Lately, while trying to get myself out of the den of freelancing and into the world of daily exercise, I’ve started listening to the Jays Talk podcast the day after games. Believe it or not, I had never actually listened to the show before, but I certainly knew its glorious reputation. The show’s premise appears to be that primarily cranky and put off baseball fans call in, and a very patient (and sometimes not so patient) Mike Wilner handles their commentary to the best of his ability. It can certainly be entertaining and informative, but a great deal of the time the show has a cringe-worthy, anxiety-inducing quality about it—sort of like watching a comedic stand up performance you’re pretty sure at some point is going to offend you.

It’s almost guaranteed that regardless of whether or not the Jays win or lose on any given game day, someone is going to call in to Jays Talk to complain about the way the team is playing or being managed. There’s always an available point of contention, a thing to be furious about, and lately Marcus Stroman’s difficulties have taken up a lot of airtime. His recent bad starts have been dissected, with possible solutions offered, some joining the chorus of voices that think he should be sent down. I’m not too put off by most of the commentary, regardless of whether or not I agree or disagree, but one caller in particular had me thinking a great deal about how we publicly discuss players’ bad patches, foibles, and fates.

“He’s a bum,” the caller said. (For what it’s worth, Wilner thought the comment was as ridiculous as I did.)

It’s no secret that the tone of sports conversations tends to lean towards the toxic, and that there’s a player of the week that people feel compelled to throw their steaming, angry ire at. (Cecil, Storen, Dickey, have all recently been on that list.) But the Stroman discussion has fascinated me in particular because it has tended to attack his character—and oddly the contents of his Twitter feed—more than his ability to perform on the mound. I’ve seen people put out the notion that his attitude and his “ego” are responsible for his struggles, that he’s too preoccupied with his HDMH brand, too distracted, too confident, too full of himself, and too big for his britches to truly be a successful ace ballplayer.

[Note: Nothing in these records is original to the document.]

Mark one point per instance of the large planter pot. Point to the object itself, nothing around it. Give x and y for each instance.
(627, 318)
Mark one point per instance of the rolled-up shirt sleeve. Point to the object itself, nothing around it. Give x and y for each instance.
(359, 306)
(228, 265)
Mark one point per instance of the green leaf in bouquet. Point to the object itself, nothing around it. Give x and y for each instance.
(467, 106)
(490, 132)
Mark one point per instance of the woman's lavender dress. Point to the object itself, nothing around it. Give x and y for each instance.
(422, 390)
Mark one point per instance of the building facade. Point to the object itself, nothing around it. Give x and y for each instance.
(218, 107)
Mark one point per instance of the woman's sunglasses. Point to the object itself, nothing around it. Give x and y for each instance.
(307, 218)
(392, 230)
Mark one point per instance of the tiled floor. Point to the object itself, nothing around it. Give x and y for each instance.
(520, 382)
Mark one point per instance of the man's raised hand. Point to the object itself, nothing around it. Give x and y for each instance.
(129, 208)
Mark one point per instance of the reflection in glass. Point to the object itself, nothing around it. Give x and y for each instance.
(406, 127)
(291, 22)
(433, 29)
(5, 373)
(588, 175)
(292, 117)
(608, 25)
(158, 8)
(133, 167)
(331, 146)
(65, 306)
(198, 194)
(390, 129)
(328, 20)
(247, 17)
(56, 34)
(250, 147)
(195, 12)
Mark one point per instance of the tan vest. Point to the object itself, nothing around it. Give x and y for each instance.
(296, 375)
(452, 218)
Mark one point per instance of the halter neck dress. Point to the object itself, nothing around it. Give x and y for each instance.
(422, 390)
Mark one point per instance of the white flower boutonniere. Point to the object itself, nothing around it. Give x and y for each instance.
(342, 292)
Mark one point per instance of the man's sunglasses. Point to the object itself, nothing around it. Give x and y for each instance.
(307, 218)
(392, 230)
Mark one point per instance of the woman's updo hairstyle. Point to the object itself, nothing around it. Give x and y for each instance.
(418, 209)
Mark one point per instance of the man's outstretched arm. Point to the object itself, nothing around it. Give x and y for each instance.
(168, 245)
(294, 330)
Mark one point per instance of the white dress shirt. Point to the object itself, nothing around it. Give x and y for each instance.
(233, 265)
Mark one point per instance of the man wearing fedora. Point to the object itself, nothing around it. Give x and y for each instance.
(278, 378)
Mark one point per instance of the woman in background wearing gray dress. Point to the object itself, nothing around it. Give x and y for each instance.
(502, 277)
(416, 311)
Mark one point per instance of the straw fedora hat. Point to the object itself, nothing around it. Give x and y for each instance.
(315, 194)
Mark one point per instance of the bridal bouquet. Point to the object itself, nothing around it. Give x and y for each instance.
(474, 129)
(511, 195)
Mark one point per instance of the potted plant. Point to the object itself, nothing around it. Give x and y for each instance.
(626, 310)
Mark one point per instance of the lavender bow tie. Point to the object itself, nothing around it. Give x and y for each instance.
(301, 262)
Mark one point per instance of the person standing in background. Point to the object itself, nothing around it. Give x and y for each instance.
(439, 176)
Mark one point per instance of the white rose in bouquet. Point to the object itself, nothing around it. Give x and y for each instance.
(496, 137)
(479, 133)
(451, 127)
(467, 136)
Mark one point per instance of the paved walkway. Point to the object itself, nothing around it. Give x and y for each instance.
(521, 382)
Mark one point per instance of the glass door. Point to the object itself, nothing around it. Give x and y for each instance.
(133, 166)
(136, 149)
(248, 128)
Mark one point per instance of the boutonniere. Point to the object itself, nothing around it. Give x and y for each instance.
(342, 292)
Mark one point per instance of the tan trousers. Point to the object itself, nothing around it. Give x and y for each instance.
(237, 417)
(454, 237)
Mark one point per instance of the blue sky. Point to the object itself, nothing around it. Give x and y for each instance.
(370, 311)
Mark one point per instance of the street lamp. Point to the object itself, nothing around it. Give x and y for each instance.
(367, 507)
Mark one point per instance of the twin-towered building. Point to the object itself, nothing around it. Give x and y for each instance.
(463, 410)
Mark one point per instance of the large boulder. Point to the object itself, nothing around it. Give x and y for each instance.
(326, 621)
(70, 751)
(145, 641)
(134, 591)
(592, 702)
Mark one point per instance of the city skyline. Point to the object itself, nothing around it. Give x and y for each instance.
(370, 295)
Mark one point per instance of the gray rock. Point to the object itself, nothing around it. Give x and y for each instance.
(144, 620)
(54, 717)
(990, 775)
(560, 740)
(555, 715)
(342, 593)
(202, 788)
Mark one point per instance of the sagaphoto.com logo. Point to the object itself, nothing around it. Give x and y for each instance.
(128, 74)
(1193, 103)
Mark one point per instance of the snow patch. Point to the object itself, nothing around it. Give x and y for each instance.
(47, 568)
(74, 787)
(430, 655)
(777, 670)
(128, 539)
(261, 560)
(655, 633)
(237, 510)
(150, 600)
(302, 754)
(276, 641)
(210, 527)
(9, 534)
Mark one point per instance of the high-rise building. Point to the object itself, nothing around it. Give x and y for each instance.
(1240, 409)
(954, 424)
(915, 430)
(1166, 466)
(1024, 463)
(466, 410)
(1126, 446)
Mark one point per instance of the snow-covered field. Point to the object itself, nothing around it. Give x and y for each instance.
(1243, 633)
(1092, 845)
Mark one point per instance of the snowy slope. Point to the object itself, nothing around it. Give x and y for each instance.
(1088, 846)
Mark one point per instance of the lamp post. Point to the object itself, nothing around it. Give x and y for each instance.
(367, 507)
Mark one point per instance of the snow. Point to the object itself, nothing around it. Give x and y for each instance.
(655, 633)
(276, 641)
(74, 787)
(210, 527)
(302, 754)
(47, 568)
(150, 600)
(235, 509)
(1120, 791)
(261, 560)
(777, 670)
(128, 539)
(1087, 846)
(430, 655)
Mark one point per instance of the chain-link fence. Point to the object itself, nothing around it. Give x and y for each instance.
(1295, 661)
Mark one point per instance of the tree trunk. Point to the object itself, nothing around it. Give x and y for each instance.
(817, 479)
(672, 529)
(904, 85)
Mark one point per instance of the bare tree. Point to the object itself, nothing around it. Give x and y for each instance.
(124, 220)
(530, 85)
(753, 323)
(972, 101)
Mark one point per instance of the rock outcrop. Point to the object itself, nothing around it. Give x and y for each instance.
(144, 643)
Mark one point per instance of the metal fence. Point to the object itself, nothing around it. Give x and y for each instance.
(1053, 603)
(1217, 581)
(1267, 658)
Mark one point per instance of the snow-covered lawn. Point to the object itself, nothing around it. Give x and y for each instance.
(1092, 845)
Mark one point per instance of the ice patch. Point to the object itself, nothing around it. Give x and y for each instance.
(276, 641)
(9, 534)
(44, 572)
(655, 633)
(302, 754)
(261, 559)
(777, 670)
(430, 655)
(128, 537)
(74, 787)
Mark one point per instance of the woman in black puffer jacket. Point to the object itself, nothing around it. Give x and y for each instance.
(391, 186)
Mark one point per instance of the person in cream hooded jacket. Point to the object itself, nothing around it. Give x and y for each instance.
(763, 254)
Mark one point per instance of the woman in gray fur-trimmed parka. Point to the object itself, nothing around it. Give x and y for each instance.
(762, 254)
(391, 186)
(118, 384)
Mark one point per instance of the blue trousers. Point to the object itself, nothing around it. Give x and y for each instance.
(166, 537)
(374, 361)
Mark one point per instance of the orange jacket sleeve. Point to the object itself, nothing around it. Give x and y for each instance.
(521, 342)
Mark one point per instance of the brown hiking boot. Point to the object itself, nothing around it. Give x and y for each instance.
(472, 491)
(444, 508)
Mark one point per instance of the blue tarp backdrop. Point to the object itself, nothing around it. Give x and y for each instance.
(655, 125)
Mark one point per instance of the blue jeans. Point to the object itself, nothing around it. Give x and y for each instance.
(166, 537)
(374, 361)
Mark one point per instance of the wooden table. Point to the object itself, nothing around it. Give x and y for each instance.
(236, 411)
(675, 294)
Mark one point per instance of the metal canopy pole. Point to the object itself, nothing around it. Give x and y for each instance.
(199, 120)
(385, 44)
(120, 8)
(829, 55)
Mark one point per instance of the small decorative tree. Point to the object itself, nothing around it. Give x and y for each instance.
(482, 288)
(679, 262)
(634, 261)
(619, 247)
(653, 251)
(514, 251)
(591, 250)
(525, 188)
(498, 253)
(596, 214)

The interesting whiplash about all this is that in the past Stroman has long been a human metaphor for overcoming obstacles precisely like this one. He’s a goddamn living ray of sunshine—an accessible, personable wunderkind who could likely write a book packed with transcendent inspirational life advice. Stroman’s entire public persona is an admirable lesson in how faith and belief in oneself can pull you through hard times, a lesson that we were more than happy to celebrate when he was coming back from injury, throwing strike after strike, graduating from university, and proving the haters wrong. But now that he’s down, facing some obvious technical issues he needs to tackle—something that he has been more than happy to acknowledge, by the way—a notable segment of the fanbase is willing to label his relentless public positivity a flaw.

I have long thought (and publicly shared) that, on a variety of levels, we collectively demand far too much from baseball players. We demand their time via the media, autographs, and scheduled public appearances. We demand that their sole focus is always winning, regardless of what is happening in their lives. (Birth of child? Sick relative? Who cares!) And when they “let us down,” we demand they listen as we hurl critiques and insults at them. We ask for their best performance every single game, despite the fact that logically, that’s entirely impossible. We think that because we spend our leisure time and our money on baseball, those on the field owe us something, and that because they collect an absurdly large paycheque, they don’t deserve our respect and basic human decency. Perhaps even more importantly in this case, that they don’t deserve our support when they’re facing difficulty.

As I’ve become more and more embedded in the culture of this game, I’ve come to understand that there are a large group of fans who care solely about “their team” winning at the expense of everything else. To them, the Jays are merely a bunch of interchangeable bodies who should do precisely what fans demand. They don’t care about personalities, or humanity, or what it might feel like to suddenly stop being really good at the thing you’re really good at. They’re the kind of people who wouldn’t think twice about calling an elite athlete they’ve never met “a bum” on a radio show, and who would likely be more than happy to tweet that brand of vile commentary directly at him.  

Ballplayers like Stroman have to deal with the reality that when they are struggling on the job, in the moment, everyone is watching. (I know, I know, huge paycheque. I get it.) It’s an experience most of us will never understand, and one that might be hard to empathize with. But I think we can easily agree that telling Stroman he sucks right now won’t solve a single thing on the field, and that knowing the fanbase is behind him might actually help. Stroman has certainly proved that his legendary attitude can get him through bad patches, and at this point, there’s no reason to think it won’t get him through again.